AI for Startups: Solving Problems Using Machine Learning
Introduction
Startup companies bring some of the most innovative products and services to market yet often do so with minimal tools, manual processes, and staff who stretch the bounds of their expertise to get things done. Artificial intelligence (AI)—and in particular, machine learning (ML) and deep learning (DL)—are helping startups address these and other issues by automating processes and reducing workloads. In such “AI-later” startups, AI is not part of the product but is eventually implemented to help solve business problems, improve processes, and increase the potential business value.

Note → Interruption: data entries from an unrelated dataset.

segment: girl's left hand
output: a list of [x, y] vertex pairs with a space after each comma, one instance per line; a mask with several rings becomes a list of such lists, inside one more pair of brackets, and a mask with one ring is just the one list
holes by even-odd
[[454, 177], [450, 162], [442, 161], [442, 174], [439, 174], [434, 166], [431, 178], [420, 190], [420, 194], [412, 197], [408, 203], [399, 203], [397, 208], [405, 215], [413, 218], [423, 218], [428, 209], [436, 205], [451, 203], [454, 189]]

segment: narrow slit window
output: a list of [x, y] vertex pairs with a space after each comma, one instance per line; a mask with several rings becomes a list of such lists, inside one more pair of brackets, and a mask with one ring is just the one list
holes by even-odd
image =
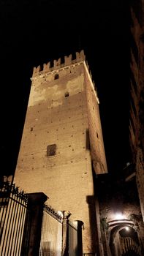
[[48, 145], [47, 147], [47, 157], [55, 156], [56, 154], [56, 144]]
[[65, 98], [67, 98], [68, 97], [69, 97], [69, 91], [67, 91], [64, 94]]
[[55, 80], [58, 79], [59, 78], [59, 75], [58, 74], [56, 74], [55, 75]]

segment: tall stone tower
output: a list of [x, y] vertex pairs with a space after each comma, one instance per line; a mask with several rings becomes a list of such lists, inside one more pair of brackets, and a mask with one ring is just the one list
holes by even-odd
[[95, 206], [89, 207], [88, 198], [93, 171], [104, 173], [107, 165], [99, 99], [83, 51], [75, 60], [65, 56], [64, 64], [34, 67], [31, 81], [15, 182], [26, 192], [43, 192], [53, 208], [82, 220], [83, 253], [94, 252]]

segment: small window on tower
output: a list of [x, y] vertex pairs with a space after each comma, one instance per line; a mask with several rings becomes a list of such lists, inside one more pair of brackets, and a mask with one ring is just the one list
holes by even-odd
[[56, 154], [56, 144], [48, 145], [47, 147], [47, 157], [55, 156]]
[[67, 91], [64, 94], [65, 98], [67, 98], [68, 97], [69, 97], [69, 91]]
[[59, 78], [59, 75], [58, 74], [56, 74], [55, 75], [55, 80], [58, 79]]

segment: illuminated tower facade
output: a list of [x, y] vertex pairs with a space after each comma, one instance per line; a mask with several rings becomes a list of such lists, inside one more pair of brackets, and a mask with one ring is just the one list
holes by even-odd
[[75, 60], [70, 55], [64, 64], [34, 68], [31, 81], [15, 182], [26, 192], [43, 192], [53, 208], [82, 220], [83, 253], [94, 252], [95, 203], [89, 207], [88, 201], [93, 172], [106, 173], [107, 165], [99, 99], [83, 51]]

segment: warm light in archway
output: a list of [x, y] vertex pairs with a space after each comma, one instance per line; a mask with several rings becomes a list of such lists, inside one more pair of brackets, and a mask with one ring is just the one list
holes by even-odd
[[115, 214], [115, 218], [116, 218], [116, 219], [124, 219], [124, 217], [122, 214], [117, 213], [117, 214]]
[[125, 227], [125, 230], [126, 230], [126, 231], [129, 231], [129, 227]]

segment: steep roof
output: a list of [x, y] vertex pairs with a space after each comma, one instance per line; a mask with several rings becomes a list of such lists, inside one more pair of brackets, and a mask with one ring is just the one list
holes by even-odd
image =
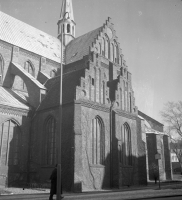
[[66, 47], [65, 63], [69, 64], [81, 60], [83, 56], [89, 54], [89, 48], [97, 38], [102, 27], [90, 31], [74, 40], [72, 40]]
[[[81, 69], [63, 75], [63, 104], [74, 101], [76, 86], [80, 85], [80, 78], [84, 76], [84, 73], [85, 69]], [[38, 111], [58, 106], [60, 102], [60, 76], [49, 79], [45, 86], [49, 91]]]
[[0, 40], [60, 62], [61, 42], [0, 11]]
[[11, 89], [0, 87], [0, 105], [30, 110], [27, 102]]

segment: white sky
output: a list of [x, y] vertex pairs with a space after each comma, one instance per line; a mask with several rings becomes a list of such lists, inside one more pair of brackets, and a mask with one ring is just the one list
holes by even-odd
[[[139, 110], [161, 121], [167, 101], [182, 100], [181, 0], [72, 0], [76, 36], [112, 18], [132, 73]], [[61, 0], [0, 0], [0, 10], [57, 36]]]

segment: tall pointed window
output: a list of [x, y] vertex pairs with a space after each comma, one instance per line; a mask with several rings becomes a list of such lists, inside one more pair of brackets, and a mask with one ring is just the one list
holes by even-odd
[[[25, 62], [25, 66], [24, 66], [24, 69], [29, 73], [31, 74], [32, 76], [34, 76], [34, 68], [33, 68], [33, 65], [31, 64], [30, 61], [26, 61]], [[25, 85], [25, 83], [23, 82], [23, 90], [27, 90], [27, 87]]]
[[89, 100], [92, 100], [92, 77], [89, 76]]
[[56, 120], [49, 117], [45, 121], [44, 159], [46, 165], [56, 164]]
[[20, 128], [13, 120], [0, 125], [0, 163], [18, 165], [20, 153]]
[[105, 104], [105, 98], [106, 98], [106, 86], [105, 86], [105, 82], [102, 82], [102, 96], [103, 96], [103, 104]]
[[0, 85], [3, 82], [3, 68], [4, 68], [4, 61], [3, 57], [0, 55]]
[[70, 24], [67, 24], [67, 33], [70, 33]]
[[106, 41], [102, 38], [102, 55], [105, 56]]
[[132, 165], [131, 131], [127, 123], [123, 125], [122, 153], [123, 165]]
[[114, 41], [114, 62], [119, 64], [119, 49], [116, 41]]
[[114, 44], [112, 44], [112, 61], [115, 60]]
[[50, 72], [50, 77], [51, 78], [54, 78], [56, 76], [56, 70], [51, 70], [51, 72]]
[[105, 134], [104, 125], [100, 117], [92, 120], [92, 164], [104, 165]]
[[105, 40], [105, 57], [110, 59], [110, 44], [109, 44], [109, 38], [106, 35]]

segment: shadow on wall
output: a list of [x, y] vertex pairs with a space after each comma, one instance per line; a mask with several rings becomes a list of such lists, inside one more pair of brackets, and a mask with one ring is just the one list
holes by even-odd
[[[26, 117], [22, 124], [27, 126]], [[14, 119], [8, 119], [0, 125], [0, 185], [20, 186], [27, 181], [28, 132], [23, 133], [22, 126]], [[25, 130], [25, 129], [24, 129]], [[29, 131], [29, 129], [26, 129]]]

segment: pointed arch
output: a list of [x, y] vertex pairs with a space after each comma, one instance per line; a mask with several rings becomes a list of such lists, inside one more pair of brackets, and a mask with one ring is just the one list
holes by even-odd
[[103, 91], [103, 104], [105, 104], [106, 102], [106, 85], [105, 85], [105, 82], [103, 81], [102, 82], [102, 91]]
[[50, 71], [50, 77], [54, 78], [55, 76], [56, 76], [56, 70], [53, 69], [53, 70]]
[[4, 71], [4, 59], [2, 55], [0, 54], [0, 85], [3, 82], [3, 71]]
[[67, 33], [70, 33], [70, 24], [67, 24]]
[[105, 162], [105, 131], [100, 116], [92, 119], [92, 164], [104, 165]]
[[105, 34], [105, 57], [110, 59], [110, 41], [108, 36]]
[[105, 56], [105, 48], [106, 48], [105, 39], [102, 38], [102, 56]]
[[119, 48], [116, 40], [114, 40], [114, 62], [119, 64]]
[[[33, 77], [35, 76], [35, 68], [32, 64], [32, 62], [30, 60], [27, 60], [24, 64], [24, 69], [29, 73], [31, 74]], [[27, 91], [27, 87], [24, 83], [24, 81], [22, 80], [23, 82], [23, 90]]]
[[92, 100], [92, 77], [89, 76], [89, 100]]
[[53, 116], [48, 116], [44, 122], [44, 133], [43, 136], [44, 147], [44, 164], [55, 165], [56, 164], [56, 120]]
[[123, 153], [123, 165], [132, 165], [131, 129], [128, 123], [123, 124], [122, 153]]
[[21, 152], [21, 129], [15, 120], [9, 119], [0, 125], [1, 165], [18, 165]]
[[114, 44], [112, 43], [112, 61], [114, 62], [115, 60], [115, 52], [114, 52]]

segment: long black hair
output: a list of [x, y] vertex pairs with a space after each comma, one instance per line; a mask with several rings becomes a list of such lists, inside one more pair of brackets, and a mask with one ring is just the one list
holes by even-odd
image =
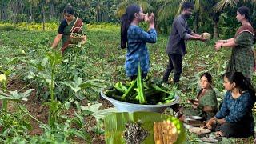
[[[212, 88], [212, 87], [211, 87], [211, 83], [212, 83], [212, 81], [213, 81], [213, 78], [212, 78], [212, 76], [210, 75], [210, 74], [208, 73], [208, 72], [202, 73], [202, 75], [200, 76], [200, 79], [202, 78], [202, 77], [206, 77], [206, 78], [207, 78], [207, 81], [208, 81], [209, 83], [210, 83], [210, 88]], [[199, 93], [198, 93], [198, 95], [197, 95], [197, 98], [198, 98], [198, 99], [199, 95], [200, 95], [201, 93], [202, 92], [202, 90], [203, 90], [203, 89], [201, 89], [201, 90], [199, 90]]]
[[241, 15], [245, 15], [245, 18], [247, 19], [247, 21], [251, 23], [251, 18], [250, 18], [250, 10], [246, 6], [241, 6], [238, 9], [238, 12]]
[[71, 15], [74, 14], [74, 10], [70, 3], [67, 4], [66, 6], [64, 8], [63, 14], [69, 14]]
[[127, 30], [131, 22], [134, 19], [134, 14], [139, 13], [141, 7], [137, 4], [130, 5], [121, 18], [121, 48], [126, 48]]
[[249, 94], [255, 98], [255, 89], [250, 82], [250, 79], [243, 76], [241, 72], [227, 72], [225, 77], [232, 83], [235, 83], [235, 87], [239, 89], [239, 93], [248, 91]]

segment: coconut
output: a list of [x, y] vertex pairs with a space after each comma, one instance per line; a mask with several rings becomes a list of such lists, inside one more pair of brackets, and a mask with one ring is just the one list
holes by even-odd
[[202, 38], [206, 38], [206, 39], [210, 39], [210, 34], [209, 33], [202, 33]]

Sometimes automation can be hand-engineered and built on expert knowledge of the human-led process. But when the volume, complexity, or variability of data available makes this method intractable, machine learning can be of real benefit. This article aims to provide a high-level overview of determining AI inputs and outputs, working with data sets, exploring data possibilities, and finalizing an AI model (Figure 1).
Figure 1: These steps highlight the process of using machine learning to solve common startup problems. (Source: Author)
Step 1: Identify Inputs, Outputs, and Metrics
One of the first steps in the process is deciding on the inputs and outputs for your algorithm as well as choosing the right metrics for measuring its performance. These decisions should be influenced by business goals and technical constraints. For example, the availability and volume of data, as well as privacy requirements can affect data inputs, as can the need for consistency in file formats and the need to store data.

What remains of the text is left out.